あとはこのね、キム・カーダシアンのKIMONOの問題がいい鏡っていうかブーメランになっているのではないかと私は思っておりまして。なのでよその国、よその民族やよその人種の方々のカルチャーを我々がどう受け止めるか。どういう風にそのカルチャーを表現するか、みたいなことはやっぱりもちろんね、そんなキムだけを責めるってわけではなくて、やっぱり自分たちももう一度考え直さないといけないなと思うし。やっぱりファッションだけで他の民族の人の洋服を真似たりとか、メイクを真似たりとか、そういったことは非常に皆さん、よくあることだと思いますので。

何かそういったことを考えるきっかけになればいいなという風に私は思いました。というわけでここで1曲、お届けしたいと思うんですけど。なんかさ、私もアメリカにちょこちょこ遊びに行きますけれども。そういったとこに行くと「ああ、なんか日本語がちょっと間違って解釈されてるな」って思うことが非常によくありまして。たとえば、カンフー、柔道、柔術とかさ、そのへんをみんなごっちゃにしてたりするじゃないですか。あとは忍者とかね。

あのケンドリック・ラマーでさえ、「カンフーケニー」っていうモチーフでステージ作った時にもさ、バックダンサーに忍者の格好をしたような人とかもいて。「ああ、ちょっと違うんだけどな……」みたいな。でも別にそこでケンドリック・ラマーが炎上っていう風にはあんまりならなかったでしょう?

やっぱりキム・カーダシアンだからこの件、みんなすごい横槍を入れてるように思えてならないんですけど。だからまあ、そういうことを度々目にしたり耳にしたりするから間違ってるなって思うんだけど。すごい愛を感じるのがですね、2チェインズですね。2チェインズは「Hibachi(火鉢)」という単語がすごい好きで。『Hibachi for Lunch』っていうミックステープも作っているし。ちょいちょい自分のリリックに「Hibachi」という言葉を入れてるんだよね。

で、火鉢って日本だと多分あんまり使われない単語だと思うんですけど。

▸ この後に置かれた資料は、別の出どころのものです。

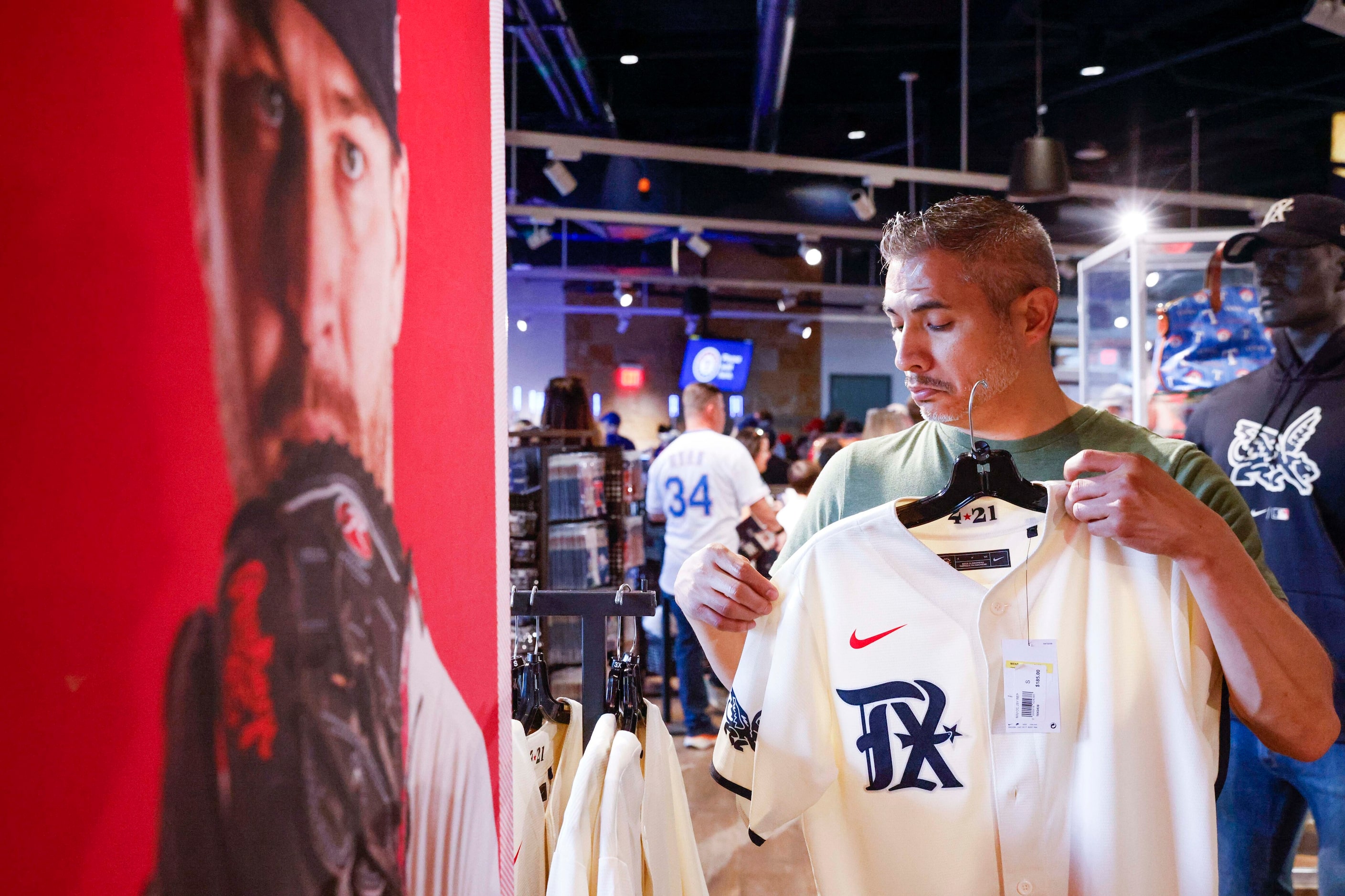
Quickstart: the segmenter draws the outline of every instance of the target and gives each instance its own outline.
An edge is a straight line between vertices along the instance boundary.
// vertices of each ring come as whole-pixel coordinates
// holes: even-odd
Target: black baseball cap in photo
[[[1243,265],[1263,244],[1307,249],[1332,243],[1345,249],[1345,201],[1319,193],[1299,193],[1280,199],[1266,212],[1260,230],[1229,236],[1224,261]]]
[[[327,28],[346,54],[355,77],[387,126],[393,148],[397,133],[397,95],[402,90],[397,0],[300,0]]]

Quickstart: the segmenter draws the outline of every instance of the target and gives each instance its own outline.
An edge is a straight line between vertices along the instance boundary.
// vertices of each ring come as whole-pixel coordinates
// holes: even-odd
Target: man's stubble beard
[[[1018,380],[1018,375],[1022,371],[1020,364],[1020,353],[1013,340],[1009,339],[1009,322],[1001,321],[999,329],[995,339],[995,351],[986,363],[985,369],[981,373],[982,380],[986,382],[979,390],[976,390],[976,403],[983,403],[987,399],[993,399],[998,395],[1009,391],[1009,387]],[[912,377],[907,373],[907,388],[913,383],[919,383],[920,377]],[[976,380],[972,382],[972,386]],[[940,380],[933,380],[932,384],[943,386]],[[917,402],[919,404],[919,402]],[[940,412],[933,407],[925,408],[920,407],[920,412],[927,420],[935,423],[964,423],[967,419],[966,406],[962,406],[954,411]],[[975,407],[972,407],[972,414],[975,414]]]

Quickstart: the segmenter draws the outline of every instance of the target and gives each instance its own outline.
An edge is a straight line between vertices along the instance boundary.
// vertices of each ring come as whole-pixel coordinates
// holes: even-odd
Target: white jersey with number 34
[[[756,842],[802,815],[822,896],[1217,891],[1209,630],[1173,560],[1089,535],[1065,488],[916,529],[884,504],[773,571],[713,775]],[[1024,665],[1059,677],[1030,733]]]
[[[667,517],[659,587],[672,594],[689,556],[716,541],[738,549],[742,508],[771,494],[742,442],[694,430],[679,435],[650,465],[646,508]]]

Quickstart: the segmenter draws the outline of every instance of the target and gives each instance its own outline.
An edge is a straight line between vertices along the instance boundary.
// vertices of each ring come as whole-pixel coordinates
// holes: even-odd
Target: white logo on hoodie
[[[1322,422],[1322,408],[1313,407],[1284,427],[1284,431],[1243,418],[1233,427],[1228,462],[1233,485],[1259,485],[1267,492],[1283,492],[1293,485],[1302,496],[1313,493],[1313,482],[1322,476],[1317,462],[1303,446]]]

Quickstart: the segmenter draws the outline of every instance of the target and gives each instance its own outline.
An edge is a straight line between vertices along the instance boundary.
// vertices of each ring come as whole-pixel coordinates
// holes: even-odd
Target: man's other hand
[[[1219,513],[1139,454],[1080,451],[1065,462],[1065,480],[1069,516],[1127,548],[1181,560],[1232,536]]]
[[[720,631],[746,631],[771,613],[780,592],[752,562],[722,544],[701,548],[682,564],[672,587],[689,618]]]

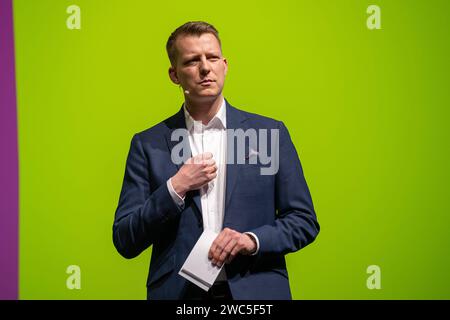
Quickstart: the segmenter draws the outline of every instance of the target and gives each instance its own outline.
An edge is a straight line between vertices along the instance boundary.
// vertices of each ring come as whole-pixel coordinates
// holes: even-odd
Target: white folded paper
[[[203,231],[191,253],[187,257],[178,274],[205,291],[212,287],[223,268],[213,266],[208,259],[208,252],[217,233],[211,230]]]

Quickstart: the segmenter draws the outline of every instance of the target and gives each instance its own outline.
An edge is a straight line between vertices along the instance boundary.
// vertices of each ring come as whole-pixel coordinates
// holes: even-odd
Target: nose
[[[200,63],[200,73],[205,76],[211,71],[211,66],[209,65],[208,59],[206,57],[202,57]]]

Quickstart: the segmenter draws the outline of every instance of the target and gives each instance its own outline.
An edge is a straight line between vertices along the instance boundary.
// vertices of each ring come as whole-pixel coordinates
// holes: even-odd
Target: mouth
[[[211,80],[211,79],[205,79],[205,80],[200,81],[199,84],[201,84],[201,85],[209,85],[209,84],[211,84],[213,82],[215,82],[215,81]]]

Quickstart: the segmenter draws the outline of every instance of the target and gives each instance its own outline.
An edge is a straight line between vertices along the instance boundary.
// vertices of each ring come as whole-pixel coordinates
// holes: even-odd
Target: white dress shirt
[[[217,166],[217,176],[208,184],[200,188],[202,205],[203,229],[209,229],[220,233],[223,228],[226,194],[226,150],[227,150],[227,120],[225,100],[219,111],[204,125],[201,121],[194,120],[185,106],[183,106],[186,120],[186,128],[189,132],[189,144],[192,156],[211,152]],[[175,203],[184,207],[184,198],[180,197],[172,186],[171,179],[167,180],[167,188]],[[259,250],[259,241],[255,234],[247,232],[255,239],[256,254]]]

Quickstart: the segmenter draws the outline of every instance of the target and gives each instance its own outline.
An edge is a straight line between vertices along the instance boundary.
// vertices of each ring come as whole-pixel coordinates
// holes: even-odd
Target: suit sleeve
[[[259,254],[286,254],[314,241],[320,227],[300,159],[289,132],[279,122],[279,169],[275,176],[277,214],[272,225],[254,230]]]
[[[167,184],[150,191],[148,158],[138,135],[131,141],[119,204],[113,225],[113,242],[125,258],[134,258],[161,236],[164,225],[180,212]]]

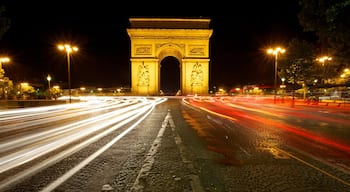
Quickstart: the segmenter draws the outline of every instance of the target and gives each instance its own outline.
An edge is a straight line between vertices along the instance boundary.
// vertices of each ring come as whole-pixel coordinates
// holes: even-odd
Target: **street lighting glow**
[[[325,61],[330,61],[332,60],[332,57],[328,57],[328,56],[323,56],[323,57],[319,57],[317,58],[317,61],[322,63],[322,66],[324,66]]]
[[[278,54],[286,52],[285,49],[281,47],[276,47],[275,49],[268,49],[267,53],[275,55],[275,80],[274,80],[274,103],[276,103],[276,94],[277,94],[277,66],[278,66]]]
[[[78,47],[71,46],[69,44],[64,44],[64,45],[58,45],[57,48],[61,51],[66,51],[66,53],[67,53],[69,103],[71,103],[72,102],[72,90],[71,90],[71,83],[70,83],[70,53],[78,51]]]
[[[1,63],[9,62],[9,61],[10,61],[10,58],[8,58],[8,57],[1,57],[1,58],[0,58],[0,62],[1,62]]]

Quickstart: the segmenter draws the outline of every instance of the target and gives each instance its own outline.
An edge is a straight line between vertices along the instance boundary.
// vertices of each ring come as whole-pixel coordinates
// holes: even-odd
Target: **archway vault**
[[[131,89],[135,95],[159,95],[160,63],[180,63],[183,95],[208,94],[210,19],[130,18]],[[166,74],[162,74],[166,75]]]

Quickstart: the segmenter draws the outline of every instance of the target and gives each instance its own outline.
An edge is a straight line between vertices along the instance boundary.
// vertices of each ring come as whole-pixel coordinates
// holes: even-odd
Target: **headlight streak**
[[[125,107],[127,105],[135,104],[137,102],[138,101],[133,100],[133,102],[121,103],[121,104],[118,103],[118,105],[115,105],[115,104],[113,104],[113,105],[109,104],[108,106],[103,106],[103,105],[102,106],[101,105],[96,106],[96,105],[94,105],[93,108],[82,108],[82,109],[79,110],[80,112],[79,111],[70,111],[70,113],[68,113],[68,114],[59,115],[59,116],[57,116],[57,114],[56,114],[55,116],[48,117],[48,118],[45,118],[45,116],[49,115],[47,113],[44,113],[45,116],[42,116],[41,114],[39,114],[39,115],[37,115],[37,114],[33,115],[32,114],[31,116],[40,116],[40,118],[36,119],[36,120],[32,120],[30,122],[27,122],[27,121],[29,121],[31,118],[25,118],[25,116],[22,116],[22,117],[20,116],[19,118],[22,118],[23,122],[10,124],[10,125],[4,125],[0,129],[0,133],[1,132],[5,132],[5,131],[9,131],[9,130],[12,130],[12,129],[18,130],[18,129],[21,129],[21,128],[25,128],[25,127],[29,127],[29,126],[36,126],[36,125],[43,124],[43,123],[51,123],[51,122],[53,122],[55,120],[62,120],[62,119],[65,119],[65,118],[72,118],[74,116],[80,116],[80,115],[84,115],[84,114],[99,112],[99,111],[113,109],[113,108]],[[55,112],[55,113],[57,113],[57,112]]]
[[[196,100],[193,100],[193,101],[194,102],[191,103],[191,105],[193,105],[193,106],[197,106],[198,108],[201,108],[201,109],[204,108],[207,111],[211,111],[213,114],[219,113],[219,112],[215,112],[213,110],[210,110],[208,108],[208,105],[203,104],[203,100],[201,100],[200,102],[195,103],[196,101],[198,101],[198,98],[197,98]],[[210,103],[212,104],[212,102],[210,102]],[[215,104],[217,104],[217,103],[215,103]],[[324,144],[324,145],[327,145],[327,146],[331,146],[331,147],[333,147],[335,149],[338,149],[338,150],[346,152],[346,153],[350,153],[350,146],[349,145],[347,145],[345,143],[334,141],[332,139],[329,139],[329,138],[326,138],[326,137],[323,137],[323,136],[319,136],[319,135],[317,135],[315,133],[312,133],[310,131],[302,129],[301,127],[287,125],[285,123],[279,123],[277,121],[269,120],[269,119],[266,119],[266,118],[261,118],[261,117],[258,117],[256,115],[254,115],[254,116],[251,115],[251,114],[247,115],[246,113],[243,113],[243,112],[222,110],[222,107],[223,107],[222,104],[218,104],[218,105],[215,105],[213,107],[213,109],[219,110],[220,114],[221,113],[225,113],[225,115],[223,117],[225,117],[225,116],[231,117],[232,114],[234,114],[237,117],[241,117],[241,118],[244,118],[244,119],[247,119],[247,120],[251,120],[251,122],[261,122],[261,123],[270,125],[272,127],[276,127],[276,128],[281,129],[281,130],[288,131],[290,133],[293,133],[295,135],[301,136],[301,137],[306,138],[308,140],[315,141],[315,142],[318,142],[320,144]],[[240,121],[240,124],[244,125],[245,122],[244,121]],[[251,128],[250,126],[247,126],[247,125],[244,125],[244,126],[246,126],[248,128]]]
[[[164,101],[166,101],[166,99],[155,99],[155,100],[153,100],[153,99],[148,99],[148,100],[145,99],[143,106],[141,106],[141,107],[138,106],[136,108],[133,107],[133,108],[135,108],[134,111],[129,111],[129,112],[121,115],[120,117],[116,118],[115,120],[110,120],[109,123],[104,123],[103,125],[97,125],[97,126],[90,127],[89,129],[91,129],[91,130],[100,130],[103,127],[112,126],[113,123],[114,124],[117,123],[117,124],[113,125],[112,127],[106,129],[104,132],[101,132],[98,135],[94,136],[93,138],[90,138],[90,139],[84,141],[83,143],[80,143],[79,145],[76,145],[73,148],[68,149],[67,151],[61,152],[61,153],[55,155],[55,157],[51,157],[50,159],[47,160],[47,162],[46,161],[45,162],[41,162],[40,164],[35,165],[34,167],[31,167],[30,169],[24,170],[21,173],[18,173],[17,175],[2,181],[0,183],[0,189],[6,187],[7,185],[9,185],[9,184],[11,184],[13,182],[15,182],[19,178],[22,178],[22,177],[28,176],[30,174],[33,174],[33,172],[35,172],[35,171],[37,171],[39,169],[42,169],[43,167],[47,167],[47,166],[49,166],[49,164],[55,163],[55,162],[59,161],[60,159],[63,159],[64,157],[66,157],[66,156],[68,156],[68,155],[70,155],[70,154],[72,154],[72,153],[82,149],[84,146],[87,146],[87,145],[97,141],[98,139],[106,136],[107,134],[110,134],[112,131],[114,131],[114,130],[118,129],[119,127],[121,127],[121,126],[123,126],[123,125],[125,125],[125,124],[127,124],[129,122],[131,122],[135,118],[139,117],[140,115],[142,115],[142,114],[144,114],[145,112],[148,111],[146,115],[144,115],[141,119],[139,119],[137,121],[137,123],[135,123],[133,126],[128,128],[122,134],[117,136],[116,139],[114,139],[114,143],[115,143],[117,140],[121,139],[127,132],[129,132],[131,129],[133,129],[137,124],[139,124],[153,110],[155,105],[157,105],[159,103],[162,103]],[[69,140],[73,140],[74,138],[76,139],[76,137],[72,135],[72,136],[70,136]],[[37,151],[36,154],[40,153],[39,155],[43,155],[43,154],[46,153],[44,151],[45,148],[47,150],[51,150],[53,147],[56,147],[55,145],[62,144],[62,140],[67,140],[67,139],[68,138],[66,137],[66,138],[61,139],[60,141],[55,141],[56,144],[48,144],[45,147],[41,147],[43,150]],[[113,143],[108,144],[109,145],[108,147],[110,147],[110,145],[112,145],[112,144]],[[106,148],[106,146],[104,148]],[[100,149],[99,151],[101,151],[101,150],[102,149]],[[106,150],[106,149],[104,149],[104,150]],[[94,154],[95,156],[96,156],[96,153]],[[102,152],[100,152],[100,153],[102,153]],[[91,159],[91,157],[89,159]]]
[[[44,155],[53,150],[56,150],[66,144],[69,144],[77,139],[83,138],[104,127],[117,123],[118,121],[121,121],[124,118],[128,118],[132,116],[134,113],[136,113],[138,109],[140,108],[142,109],[142,107],[144,106],[147,107],[147,105],[149,104],[140,103],[137,105],[132,105],[127,108],[122,108],[117,111],[109,112],[100,116],[78,121],[73,124],[69,124],[56,129],[51,129],[50,131],[31,135],[29,137],[17,139],[13,142],[0,145],[0,149],[10,150],[13,148],[21,148],[22,146],[30,145],[36,142],[42,143],[40,147],[37,147],[36,145],[31,145],[32,147],[30,148],[26,147],[24,148],[24,150],[20,150],[20,151],[17,151],[16,153],[12,153],[11,155],[1,157],[0,173],[7,171],[9,169],[12,169],[13,167],[16,167],[18,165],[29,162],[35,158],[40,157],[41,155]],[[112,118],[115,116],[117,116],[117,118],[113,118],[107,121],[108,118]],[[87,126],[90,125],[91,123],[101,122],[102,120],[103,120],[103,123],[100,123],[98,126],[87,128]],[[82,130],[82,128],[84,128],[84,130]],[[52,140],[54,141],[52,142]],[[43,142],[48,144],[44,144]]]
[[[102,148],[100,148],[98,151],[96,151],[94,154],[92,154],[91,156],[89,156],[87,159],[85,159],[84,161],[82,161],[79,165],[75,166],[73,169],[69,170],[67,173],[65,173],[64,175],[62,175],[60,178],[58,178],[57,180],[55,180],[54,182],[52,182],[51,184],[49,184],[48,186],[46,186],[43,190],[41,190],[41,192],[50,192],[52,190],[54,190],[55,188],[57,188],[59,185],[61,185],[64,181],[66,181],[68,178],[70,178],[71,176],[73,176],[75,173],[77,173],[80,169],[82,169],[83,167],[85,167],[88,163],[90,163],[92,160],[94,160],[96,157],[98,157],[100,154],[102,154],[104,151],[106,151],[107,149],[109,149],[114,143],[116,143],[117,141],[119,141],[121,138],[123,138],[127,133],[129,133],[132,129],[134,129],[137,125],[139,125],[154,109],[154,107],[162,102],[166,101],[166,99],[159,99],[156,100],[151,106],[150,109],[148,110],[148,112],[142,116],[137,122],[135,122],[132,126],[130,126],[128,129],[126,129],[124,132],[122,132],[121,134],[119,134],[117,137],[115,137],[111,142],[109,142],[108,144],[106,144],[105,146],[103,146]],[[139,114],[136,114],[134,116],[133,119],[135,119],[136,117],[140,116],[141,114],[143,114],[144,112],[146,112],[147,109],[145,111],[140,110]],[[133,120],[132,119],[132,120]],[[130,120],[131,121],[131,120]],[[124,123],[121,123],[122,125],[130,122],[129,120],[126,120]],[[121,127],[122,125],[117,125],[117,126],[113,126],[109,132],[112,132],[116,129],[118,129],[119,127]],[[107,135],[108,133],[106,133],[105,135]],[[98,140],[99,138],[97,138],[96,140]]]

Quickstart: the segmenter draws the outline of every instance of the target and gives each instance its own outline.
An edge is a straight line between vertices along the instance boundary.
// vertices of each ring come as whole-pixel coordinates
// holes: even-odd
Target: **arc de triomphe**
[[[210,19],[129,18],[131,90],[135,95],[159,95],[161,61],[180,63],[182,95],[208,94]]]

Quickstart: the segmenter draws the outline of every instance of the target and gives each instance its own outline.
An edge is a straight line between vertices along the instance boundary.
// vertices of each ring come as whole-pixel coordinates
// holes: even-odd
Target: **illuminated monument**
[[[180,63],[182,95],[208,94],[210,19],[129,18],[131,89],[135,95],[159,95],[161,62]]]

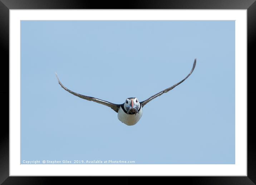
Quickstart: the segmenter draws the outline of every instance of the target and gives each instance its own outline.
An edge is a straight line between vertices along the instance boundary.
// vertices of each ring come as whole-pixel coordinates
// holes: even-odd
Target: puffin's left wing
[[[96,98],[94,98],[93,97],[90,97],[90,96],[85,96],[82,94],[78,94],[78,93],[73,92],[72,91],[70,91],[68,88],[66,87],[65,86],[63,86],[62,83],[60,82],[60,81],[59,78],[58,78],[58,76],[57,76],[57,73],[55,73],[55,74],[56,75],[56,77],[57,77],[57,79],[58,79],[58,81],[59,82],[59,84],[60,85],[60,86],[61,86],[61,87],[62,87],[63,89],[64,89],[65,90],[68,92],[70,92],[71,94],[73,94],[75,96],[78,96],[78,97],[87,100],[89,100],[89,101],[92,101],[93,102],[94,102],[97,103],[100,103],[100,104],[102,104],[103,105],[107,106],[108,107],[109,107],[116,112],[118,112],[118,109],[119,108],[119,107],[120,106],[120,105],[118,104],[115,104],[114,103],[112,103],[109,102],[107,102],[107,101],[104,101],[104,100],[102,100],[102,99]]]
[[[156,98],[158,96],[159,96],[162,95],[164,93],[167,93],[169,91],[171,91],[172,89],[173,89],[175,87],[176,87],[176,86],[179,85],[179,84],[180,84],[182,82],[184,82],[185,79],[186,79],[188,77],[190,76],[190,74],[191,74],[192,72],[193,72],[193,71],[194,71],[194,69],[195,69],[195,67],[196,67],[196,58],[195,59],[195,61],[194,61],[194,64],[193,64],[193,67],[192,68],[192,69],[191,70],[191,71],[190,71],[190,72],[188,74],[188,75],[186,77],[186,78],[185,78],[183,79],[182,80],[179,82],[178,82],[177,83],[176,83],[176,84],[173,85],[172,87],[169,87],[169,88],[167,88],[167,89],[165,89],[163,91],[162,91],[161,92],[159,92],[159,93],[158,93],[157,94],[156,94],[152,96],[151,96],[150,98],[148,98],[146,100],[144,101],[143,101],[143,102],[141,102],[141,104],[142,105],[142,107],[143,107],[145,105],[147,104],[150,101],[151,101],[153,99],[155,98]]]

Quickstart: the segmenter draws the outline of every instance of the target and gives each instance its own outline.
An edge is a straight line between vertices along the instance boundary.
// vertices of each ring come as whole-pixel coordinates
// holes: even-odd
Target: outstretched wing
[[[58,79],[58,81],[59,82],[59,84],[60,85],[60,86],[61,86],[61,87],[62,87],[63,89],[64,89],[65,90],[68,92],[70,92],[71,94],[73,94],[75,96],[78,96],[78,97],[87,100],[89,100],[89,101],[92,101],[93,102],[94,102],[97,103],[100,103],[100,104],[102,104],[103,105],[107,106],[108,107],[109,107],[116,112],[118,112],[118,109],[119,108],[119,107],[120,106],[120,105],[115,104],[114,103],[112,103],[109,102],[107,102],[107,101],[104,101],[104,100],[102,100],[102,99],[96,98],[94,98],[93,97],[90,97],[90,96],[85,96],[82,94],[78,94],[78,93],[75,93],[75,92],[73,92],[72,91],[70,91],[68,88],[66,87],[65,86],[63,86],[62,83],[60,82],[60,81],[59,78],[58,78],[58,76],[57,75],[57,73],[55,73],[55,74],[56,75],[56,77],[57,77],[57,79]]]
[[[164,93],[167,93],[169,91],[171,91],[172,89],[173,89],[175,87],[176,87],[176,86],[177,86],[178,85],[178,84],[181,83],[182,82],[183,82],[185,79],[186,79],[188,77],[190,76],[190,74],[191,74],[191,73],[192,73],[192,72],[193,72],[193,71],[194,71],[194,69],[195,69],[195,67],[196,67],[196,58],[195,60],[195,61],[194,62],[194,64],[193,64],[193,67],[192,68],[192,69],[191,70],[191,71],[190,71],[190,72],[188,75],[188,76],[187,76],[185,78],[183,79],[182,80],[179,82],[177,83],[176,84],[173,85],[171,87],[169,87],[169,88],[167,88],[167,89],[165,89],[163,91],[162,91],[161,92],[159,92],[159,93],[158,93],[157,94],[156,94],[154,95],[153,95],[153,96],[151,96],[151,97],[150,97],[149,98],[148,98],[146,100],[144,101],[143,101],[143,102],[141,102],[141,103],[142,104],[142,107],[143,107],[145,105],[147,104],[150,101],[151,101],[151,100],[153,99],[154,98],[155,98],[159,96],[162,95]]]

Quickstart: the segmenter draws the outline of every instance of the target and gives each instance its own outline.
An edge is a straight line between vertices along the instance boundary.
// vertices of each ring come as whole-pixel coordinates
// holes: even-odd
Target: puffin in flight
[[[73,92],[64,86],[60,81],[56,73],[55,73],[55,74],[59,82],[59,83],[61,87],[65,90],[71,94],[73,94],[74,95],[78,96],[82,98],[89,100],[89,101],[92,101],[109,107],[118,113],[117,117],[118,119],[122,123],[123,123],[127,125],[131,125],[136,124],[141,119],[142,115],[142,107],[145,105],[153,99],[162,95],[164,93],[167,93],[172,90],[176,86],[183,82],[190,76],[193,72],[194,69],[196,67],[196,58],[195,60],[193,67],[189,74],[182,80],[176,84],[174,84],[172,87],[159,92],[144,101],[139,102],[137,98],[128,98],[125,100],[124,103],[122,104],[115,104],[107,101],[93,97],[83,95]]]

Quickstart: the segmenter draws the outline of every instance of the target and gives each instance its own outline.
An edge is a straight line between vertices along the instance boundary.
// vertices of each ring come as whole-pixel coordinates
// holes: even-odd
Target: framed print
[[[99,176],[253,184],[253,1],[126,10],[2,1],[3,184]]]

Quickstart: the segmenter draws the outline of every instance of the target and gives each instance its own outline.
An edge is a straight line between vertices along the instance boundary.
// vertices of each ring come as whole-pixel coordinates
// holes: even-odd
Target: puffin
[[[162,95],[164,93],[169,92],[184,82],[192,73],[196,67],[196,58],[195,60],[192,69],[189,74],[181,81],[172,86],[160,91],[142,102],[140,102],[137,98],[128,98],[125,100],[124,103],[122,104],[115,104],[96,98],[83,95],[74,92],[64,86],[60,82],[57,75],[57,73],[55,72],[55,74],[59,84],[65,90],[81,98],[89,101],[92,101],[110,107],[117,113],[117,117],[120,121],[128,125],[133,125],[138,123],[141,118],[143,113],[142,108],[146,104],[157,97]]]

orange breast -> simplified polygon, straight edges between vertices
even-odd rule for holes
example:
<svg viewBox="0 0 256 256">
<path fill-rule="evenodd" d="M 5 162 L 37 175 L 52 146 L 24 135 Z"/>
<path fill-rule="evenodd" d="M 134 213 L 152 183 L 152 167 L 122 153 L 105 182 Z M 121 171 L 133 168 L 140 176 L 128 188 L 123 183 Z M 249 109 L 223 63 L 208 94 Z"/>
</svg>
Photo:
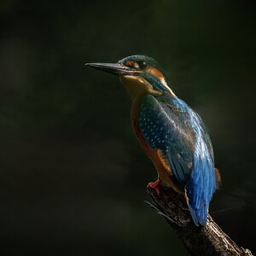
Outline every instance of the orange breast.
<svg viewBox="0 0 256 256">
<path fill-rule="evenodd" d="M 167 160 L 163 156 L 160 150 L 152 148 L 144 140 L 141 133 L 138 122 L 140 102 L 139 100 L 137 102 L 135 100 L 131 107 L 131 119 L 134 132 L 148 157 L 154 165 L 159 178 L 169 184 L 177 193 L 183 193 L 172 176 L 171 166 Z"/>
</svg>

おそらく一部のアメリカ人の方にとっては「Hibachi Restaurant」というと「炭火焼きレストラン」とかあとは「鉄板焼き」っていうニュアンスになるらしいんですね。

で、「ちょっと高級なレストラン」っていう意味合いがあるみたいで。なので2チェインズの曲にはその「ちょっと高級な俺」っていうのの象徴で「Hibachi」がよく用いられるという。で、これに関しては全く私は文化の盗用とは思わずですね、ぜひ日本に来て本当のねチャコールグリル、炭火焼であるとか鉄板焼きであるとか、そういったものを召し上がっていただきたいなと思っております。というわけで2チェインズのこの曲をお届けしましょう。『It’s A Vibe』。